| name | agent-validation-loop |
| description | Improve a developer-facing tool (CLI, library, agent harness) by running closed-loop validation with disposable subagents, treating their friction as the deliverable, fixing the friction, and re-running. Use when the user wants to evaluate or harden a tool whose value depends on whether an agent can use it — vrt-like signal loops, agent SDKs, CLI ergonomics, prompt scaffolding, IDE integrations. The loop produces both a stronger tool and a written record (per-run reports + tracked issues) of what was learned and why. |
Agent validation loop
A playbook for improving a tool by letting fresh subagents try to use it
on a real task, recording where they get stuck, fixing the friction,
and running another fresh subagent to confirm.
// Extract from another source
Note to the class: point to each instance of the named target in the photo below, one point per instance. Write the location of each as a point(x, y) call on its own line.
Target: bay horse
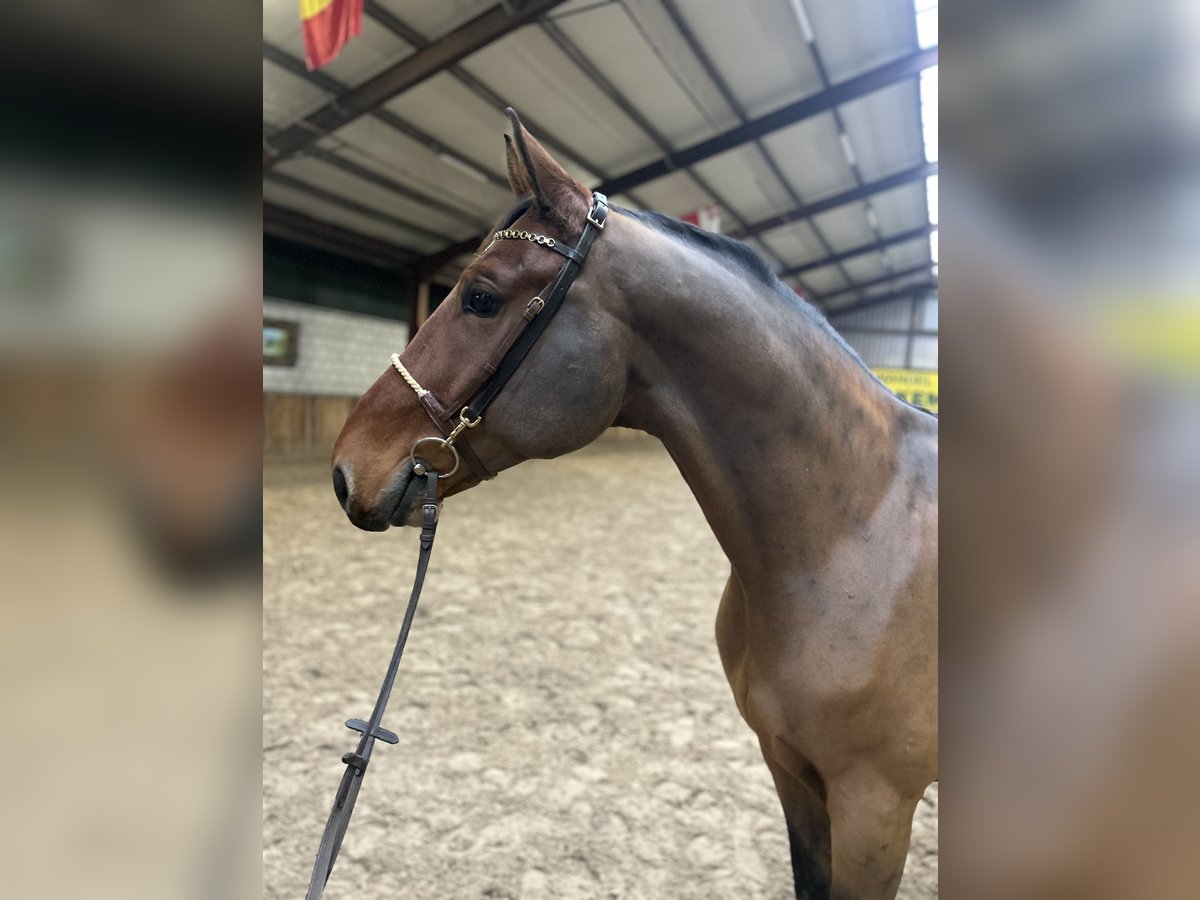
point(820, 485)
The agents' words become
the spec; their failures become the next commits.
This skill is for cases where the question "does the tool work?" can't
be answered by reading the code or running existing tests — it needs an
agent who has never seen the tool before to try to use it.
When to use
- A tool whose UX depends on natural-language output an agent will read
(suggestions, error messages, structured signals).
- A CLI whose ergonomics are easy to mis-design (flag naming, defaults,
output verbosity).
- A library where you want to know whether the abstractions make
sense to a fresh reader, not whether the code compiles.
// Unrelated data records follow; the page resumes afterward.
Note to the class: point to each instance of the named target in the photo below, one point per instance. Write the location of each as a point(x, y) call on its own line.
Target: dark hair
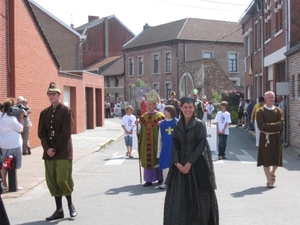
point(7, 104)
point(224, 103)
point(171, 110)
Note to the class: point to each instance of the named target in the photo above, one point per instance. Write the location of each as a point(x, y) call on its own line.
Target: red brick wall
point(193, 52)
point(148, 77)
point(294, 105)
point(3, 51)
point(295, 21)
point(94, 46)
point(64, 43)
point(33, 68)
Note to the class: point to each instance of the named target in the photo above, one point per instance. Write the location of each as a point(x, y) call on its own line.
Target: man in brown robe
point(270, 121)
point(54, 130)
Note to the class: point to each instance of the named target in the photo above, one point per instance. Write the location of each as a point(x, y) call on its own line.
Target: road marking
point(246, 158)
point(115, 160)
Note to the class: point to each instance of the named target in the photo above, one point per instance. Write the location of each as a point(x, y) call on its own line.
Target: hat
point(53, 87)
point(152, 96)
point(187, 100)
point(20, 99)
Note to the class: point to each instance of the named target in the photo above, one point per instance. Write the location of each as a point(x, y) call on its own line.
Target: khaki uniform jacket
point(55, 129)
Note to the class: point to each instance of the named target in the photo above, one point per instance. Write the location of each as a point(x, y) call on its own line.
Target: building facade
point(158, 54)
point(28, 64)
point(271, 41)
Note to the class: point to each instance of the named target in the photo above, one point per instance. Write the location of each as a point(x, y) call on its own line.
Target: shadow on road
point(250, 191)
point(134, 190)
- Any system where the gap between "the code works" and "the user
succeeds" is the actual product.
When NOT to use
- For pure algorithmic correctness — a unit test is cheaper.
- For one-off scripts with no UX surface.
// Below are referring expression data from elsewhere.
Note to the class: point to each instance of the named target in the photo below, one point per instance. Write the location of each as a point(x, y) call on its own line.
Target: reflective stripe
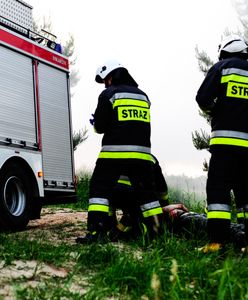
point(228, 141)
point(150, 205)
point(125, 148)
point(131, 113)
point(230, 133)
point(131, 102)
point(234, 77)
point(144, 228)
point(96, 207)
point(163, 196)
point(240, 215)
point(126, 182)
point(234, 71)
point(126, 155)
point(152, 212)
point(219, 215)
point(117, 96)
point(102, 201)
point(218, 206)
point(237, 90)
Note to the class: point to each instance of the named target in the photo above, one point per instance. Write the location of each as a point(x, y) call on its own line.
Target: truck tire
point(15, 198)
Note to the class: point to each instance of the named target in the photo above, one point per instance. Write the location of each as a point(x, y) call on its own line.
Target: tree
point(44, 28)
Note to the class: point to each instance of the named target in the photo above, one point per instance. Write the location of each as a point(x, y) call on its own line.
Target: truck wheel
point(15, 200)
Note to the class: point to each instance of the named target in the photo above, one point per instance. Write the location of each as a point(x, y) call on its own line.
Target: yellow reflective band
point(234, 77)
point(219, 215)
point(126, 182)
point(240, 215)
point(144, 228)
point(133, 113)
point(97, 207)
point(228, 141)
point(126, 155)
point(237, 90)
point(131, 102)
point(152, 212)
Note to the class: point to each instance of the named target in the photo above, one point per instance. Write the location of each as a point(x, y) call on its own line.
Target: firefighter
point(123, 195)
point(177, 218)
point(223, 95)
point(122, 115)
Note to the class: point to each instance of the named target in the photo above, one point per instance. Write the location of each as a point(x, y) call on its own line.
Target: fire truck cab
point(36, 148)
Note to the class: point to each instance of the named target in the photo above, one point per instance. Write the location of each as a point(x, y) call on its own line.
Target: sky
point(155, 40)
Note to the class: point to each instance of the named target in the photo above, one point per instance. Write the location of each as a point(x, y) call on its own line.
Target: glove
point(92, 120)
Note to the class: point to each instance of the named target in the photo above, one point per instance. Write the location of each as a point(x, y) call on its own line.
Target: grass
point(170, 269)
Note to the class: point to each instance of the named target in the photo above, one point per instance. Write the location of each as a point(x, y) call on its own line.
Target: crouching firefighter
point(122, 115)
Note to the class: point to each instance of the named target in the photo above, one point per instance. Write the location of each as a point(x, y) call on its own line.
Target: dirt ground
point(57, 226)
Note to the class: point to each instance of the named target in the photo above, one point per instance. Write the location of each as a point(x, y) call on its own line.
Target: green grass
point(171, 268)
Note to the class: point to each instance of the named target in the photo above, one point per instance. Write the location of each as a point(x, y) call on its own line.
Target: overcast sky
point(155, 40)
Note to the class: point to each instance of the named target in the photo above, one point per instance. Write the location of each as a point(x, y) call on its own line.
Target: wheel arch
point(30, 174)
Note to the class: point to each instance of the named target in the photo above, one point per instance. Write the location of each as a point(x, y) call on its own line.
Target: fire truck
point(36, 147)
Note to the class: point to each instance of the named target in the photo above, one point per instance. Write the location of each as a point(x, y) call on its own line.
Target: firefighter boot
point(210, 248)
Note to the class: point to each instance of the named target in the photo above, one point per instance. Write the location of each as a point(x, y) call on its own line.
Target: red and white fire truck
point(36, 148)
- When you already know what to fix; the subagent overhead isn't worth
it for trivial changes.
The loop, ten steps
1. Pick a scenario with a measurable goal
The scenario must be closed-loop: the agent has a task with a
deterministic success criterion (a goal screenshot, expected output,
target API response, etc.). Without a measurable outcome the validation
turns into vibes.
fixtures/<scenario-name>/
brief.md # what the agent should build
goal/ # the expected output (artifacts only)
attempts/ # one subdir per agent run
agent-a/ # filled by the agent
agent-b/
The brief and goal artifacts are visible to the agent; the source
of the goal (the code that produced it) is not.
2. Decide what the agent can and cannot read
The single most important rule. Each agent must:
- Read: the brief, the goal artifacts, the tool's CLI / docs.
- NOT read: prior agents' attempts (would bias them), the goal's
source code (would short-circuit the test).
Put both lists in the prompt explicitly. Mention each forbidden path
by name; agents will respect path-level instructions.
3. Spawn the first subagent with a clear charter
Subagent prompt structure:
- Goal in one sentence ("converge on the goal screenshot")
- Files you may read (brief / goal artifacts / tool docs)
- Files you MUST NOT read (with concrete paths)
- Working directory (their own attempts/<name>/ subdir)
- Workflow (N rounds budget; tool invocation per round; what to log)
- Constraints (tokens / no-magic / etc.)
- Deliverables (< 300 words: final metrics + rounds + what worked +
what didn't + concrete negative feedback)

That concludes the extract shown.